If you're not paying close attention, you may miss the new, stunning  Yousuf Karsh photography exhibition at the Museum of Fine Arts, Boston. Perhaps the MFA’s most unnoticed exhibition,  "Karsh Goes Hollywood" displays the beauty of 20 breathtaking photographs from a long-gone era. Slyly nestled in the Visitor’s Lobby, surrounding a bank of giant Mac desktops for browsing the museum’s website, the collection is set on sleek chrome walls that lead into the open, entirely glass room that houses the MFA’s café. The photographs are such a seamless addition to the scene that their presence fits almost too snugly into the atmosphere. Yet, the striking contrast of the photos in “Karsh Goes Hollywood” -- gelatin silver prints of stars from the Golden Age of film -- are crisp enough to pop off the walls, allowing museum-goers to feel that they have just walked into a room filled with famous faces of the '50s and '60s.

The exhibit is a collection of 20 prints of famous characters and filmmakers from classic Hollywood movies. Notables include a portrait of Audrey Hepburn (photograph taken in 1956) as Princess Ann in “Roman Holiday” (1953), Lauren Bacall (1966) as Slim in “To Have and Have Not” (1944), and Peter Lorre (1946) as Doctor Gogol in “Mad Love” (1935). Beside each photograph lies an iconic quote by each character as the only given diagnostic material. "Walt Disney" (1956) breaks this pattern with a quote by the entertainer himself rather than a character from one of his movies, as does "Alfred Hitchcock" (1960).

Karsh, heralded as one of the greatest portrait photographers of all time, was a predecessor of such greats as Richard Avedon, Annie Liebovitz and Patrick Demarchelier. With a command of lighting, an eye for composition and an uncanny ability to capture unsettling emotion on a print, Karsh’s technical mastery is unparalleled. However, it is his eye as an artist that makes the Karsh show so artistically engaging. The photographs featured in the Jean S. and Frederic A. Sharf Visitor Center are arranged in the most technologically modern room in the museum. The juxtaposition of the modern and the classical, of wireless technology and portrait subjects from the days of black-and-white film, is so deliberate that it is practically twee. The location is a surreptitious dig at modernity, at the museumgoer’s propensity to race through exhibitions merely to capture everything with the perfect Instagram filter, to set the mood for his or her “Day at the Museum” Facebook album.

But the complexity of the exhibition increases with the removal of certain diagnostic materials; namely, the bare quotes of each actor’s character from the featured movie. Visitors cannot simply take in the identity of the actor portrayed. Instead, they are forced to examine the photo as a portrait of each iconic film’s character, and then deeper, as a picture of the actor or actress in that role. The interplay between the real and the imagined, the true character and the audience’s projection onto each thespian, is astounding. Each photograph ceases to show a single actor, but instead depicts the secret world of the character they have embodied, their ability to transcend expectations. This, in turn, allows the audience to reevaluate their own lives and the layers that make up a personality.

After all, how can one look at a picture of Humphrey Bogart (photograph from 1946) without seeing him as strictly Rick in “Casablanca” (1942), saying, as he cooly smokes a cigarette, “Of all the gin joints, in all the towns, in all the world, she walks into mine.” That is the genius of the exhibition.

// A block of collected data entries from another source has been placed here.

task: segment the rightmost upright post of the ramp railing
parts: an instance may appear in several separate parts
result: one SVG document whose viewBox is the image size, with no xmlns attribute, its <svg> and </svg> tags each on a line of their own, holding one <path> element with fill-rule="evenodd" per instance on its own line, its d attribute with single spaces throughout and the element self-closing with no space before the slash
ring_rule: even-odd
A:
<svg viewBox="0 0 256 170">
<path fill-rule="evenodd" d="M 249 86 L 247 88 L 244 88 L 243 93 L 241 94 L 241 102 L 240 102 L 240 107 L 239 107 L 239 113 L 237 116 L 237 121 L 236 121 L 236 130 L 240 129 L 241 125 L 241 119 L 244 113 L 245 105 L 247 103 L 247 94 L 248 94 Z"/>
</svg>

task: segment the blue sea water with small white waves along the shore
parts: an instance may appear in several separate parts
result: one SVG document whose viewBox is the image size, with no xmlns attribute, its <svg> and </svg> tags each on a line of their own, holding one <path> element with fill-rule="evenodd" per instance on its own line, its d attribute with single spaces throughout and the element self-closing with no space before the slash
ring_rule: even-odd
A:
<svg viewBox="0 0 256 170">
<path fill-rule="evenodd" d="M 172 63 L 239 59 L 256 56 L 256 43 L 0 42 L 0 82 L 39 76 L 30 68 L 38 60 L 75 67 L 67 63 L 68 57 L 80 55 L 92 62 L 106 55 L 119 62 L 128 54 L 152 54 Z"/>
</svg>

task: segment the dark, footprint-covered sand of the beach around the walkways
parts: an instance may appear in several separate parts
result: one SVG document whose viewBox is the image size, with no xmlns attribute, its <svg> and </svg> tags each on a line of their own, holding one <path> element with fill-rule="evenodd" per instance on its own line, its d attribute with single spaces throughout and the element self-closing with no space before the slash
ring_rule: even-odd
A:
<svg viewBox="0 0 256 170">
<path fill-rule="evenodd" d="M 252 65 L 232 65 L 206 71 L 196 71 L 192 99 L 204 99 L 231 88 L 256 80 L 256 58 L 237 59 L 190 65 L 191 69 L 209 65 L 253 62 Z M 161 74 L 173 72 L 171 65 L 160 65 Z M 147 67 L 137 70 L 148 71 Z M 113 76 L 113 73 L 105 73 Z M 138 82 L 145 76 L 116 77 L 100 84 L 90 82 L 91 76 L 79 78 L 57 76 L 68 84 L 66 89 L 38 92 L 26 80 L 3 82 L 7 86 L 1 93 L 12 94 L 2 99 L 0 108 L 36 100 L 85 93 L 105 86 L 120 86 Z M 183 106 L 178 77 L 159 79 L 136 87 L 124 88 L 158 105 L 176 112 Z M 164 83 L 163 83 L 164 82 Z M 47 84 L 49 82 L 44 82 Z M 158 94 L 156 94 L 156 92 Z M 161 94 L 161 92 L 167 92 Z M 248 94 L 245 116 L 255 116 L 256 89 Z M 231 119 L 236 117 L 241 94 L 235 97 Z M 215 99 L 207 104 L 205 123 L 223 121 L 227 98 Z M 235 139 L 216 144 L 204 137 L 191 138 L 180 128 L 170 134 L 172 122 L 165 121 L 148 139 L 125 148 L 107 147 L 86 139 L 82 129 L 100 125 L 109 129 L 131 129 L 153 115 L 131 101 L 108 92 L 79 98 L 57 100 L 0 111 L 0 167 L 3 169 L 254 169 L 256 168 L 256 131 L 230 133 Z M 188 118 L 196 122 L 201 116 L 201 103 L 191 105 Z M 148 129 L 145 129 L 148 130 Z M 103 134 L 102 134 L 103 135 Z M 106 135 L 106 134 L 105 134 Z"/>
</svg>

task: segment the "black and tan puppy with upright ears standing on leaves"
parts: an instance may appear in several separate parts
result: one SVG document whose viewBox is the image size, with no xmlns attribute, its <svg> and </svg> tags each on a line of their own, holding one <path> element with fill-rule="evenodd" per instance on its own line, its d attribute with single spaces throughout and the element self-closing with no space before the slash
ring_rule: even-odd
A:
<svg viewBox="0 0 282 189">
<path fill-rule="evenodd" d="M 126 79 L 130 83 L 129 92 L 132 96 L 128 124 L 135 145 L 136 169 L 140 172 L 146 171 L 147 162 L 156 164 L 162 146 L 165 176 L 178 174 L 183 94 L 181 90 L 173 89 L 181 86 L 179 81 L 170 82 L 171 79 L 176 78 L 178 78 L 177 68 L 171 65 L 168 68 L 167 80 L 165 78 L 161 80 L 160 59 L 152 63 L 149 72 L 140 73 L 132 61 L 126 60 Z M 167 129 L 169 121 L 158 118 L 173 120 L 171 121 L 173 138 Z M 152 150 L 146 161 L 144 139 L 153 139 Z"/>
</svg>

America’s obsession with celebrity is put on a pedestal and then turned on its head, calling to mind Dorothy's chaotic flight into a tornado only to touch down in Oz.  Coincidentally, this character is also pictured in “Judy Garland” (1946).

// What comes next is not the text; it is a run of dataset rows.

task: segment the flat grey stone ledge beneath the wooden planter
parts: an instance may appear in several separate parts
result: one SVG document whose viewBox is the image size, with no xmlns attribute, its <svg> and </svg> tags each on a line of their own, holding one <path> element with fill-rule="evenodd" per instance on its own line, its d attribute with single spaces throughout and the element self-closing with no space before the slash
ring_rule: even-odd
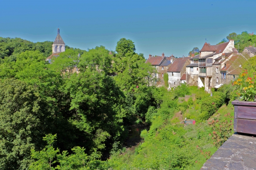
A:
<svg viewBox="0 0 256 170">
<path fill-rule="evenodd" d="M 233 134 L 200 170 L 256 170 L 256 137 Z"/>
</svg>

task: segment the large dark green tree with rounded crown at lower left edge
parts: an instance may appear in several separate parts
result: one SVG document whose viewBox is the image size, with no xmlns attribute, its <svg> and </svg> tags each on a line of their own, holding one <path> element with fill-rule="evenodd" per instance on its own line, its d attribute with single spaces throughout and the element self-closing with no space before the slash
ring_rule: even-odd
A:
<svg viewBox="0 0 256 170">
<path fill-rule="evenodd" d="M 0 82 L 0 167 L 26 169 L 30 150 L 40 146 L 48 107 L 38 89 L 20 80 Z"/>
</svg>

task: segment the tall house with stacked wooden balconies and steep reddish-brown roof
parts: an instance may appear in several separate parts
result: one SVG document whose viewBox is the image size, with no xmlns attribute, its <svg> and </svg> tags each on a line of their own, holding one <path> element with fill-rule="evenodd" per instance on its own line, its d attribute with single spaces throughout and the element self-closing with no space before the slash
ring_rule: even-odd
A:
<svg viewBox="0 0 256 170">
<path fill-rule="evenodd" d="M 234 40 L 217 45 L 204 43 L 203 48 L 199 51 L 198 87 L 204 87 L 204 90 L 210 92 L 214 59 L 222 56 L 222 53 L 233 52 L 233 49 Z"/>
</svg>

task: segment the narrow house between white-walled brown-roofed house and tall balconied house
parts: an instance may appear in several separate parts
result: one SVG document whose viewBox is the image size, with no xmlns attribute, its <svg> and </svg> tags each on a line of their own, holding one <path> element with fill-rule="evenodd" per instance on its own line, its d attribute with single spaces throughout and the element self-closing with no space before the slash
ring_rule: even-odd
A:
<svg viewBox="0 0 256 170">
<path fill-rule="evenodd" d="M 190 86 L 198 86 L 198 59 L 199 54 L 195 56 L 192 54 L 190 60 L 190 64 L 186 66 L 186 82 Z"/>
</svg>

As actors become characters, so often characters become the actors who play them. The jolt of seeing famous faces only as their famous characters reminds us to be in the present, to examine the scope of cinematic culture not through rose-colored glasses but with a critical eye. Photography is a depiction of a specific viewpoint that is then printed for the audience to absorb. It is this subtly self-critical look at celebrity and a flawless depiction of cinematic beauty that makes the Karsh exhibition an absolute must-see.

“Karsh Goes Hollywood” is on display now through March 8, 2015 at the Museum of Fine Arts, Boston. Tickets are free with a valid Tufts or SMFA ID.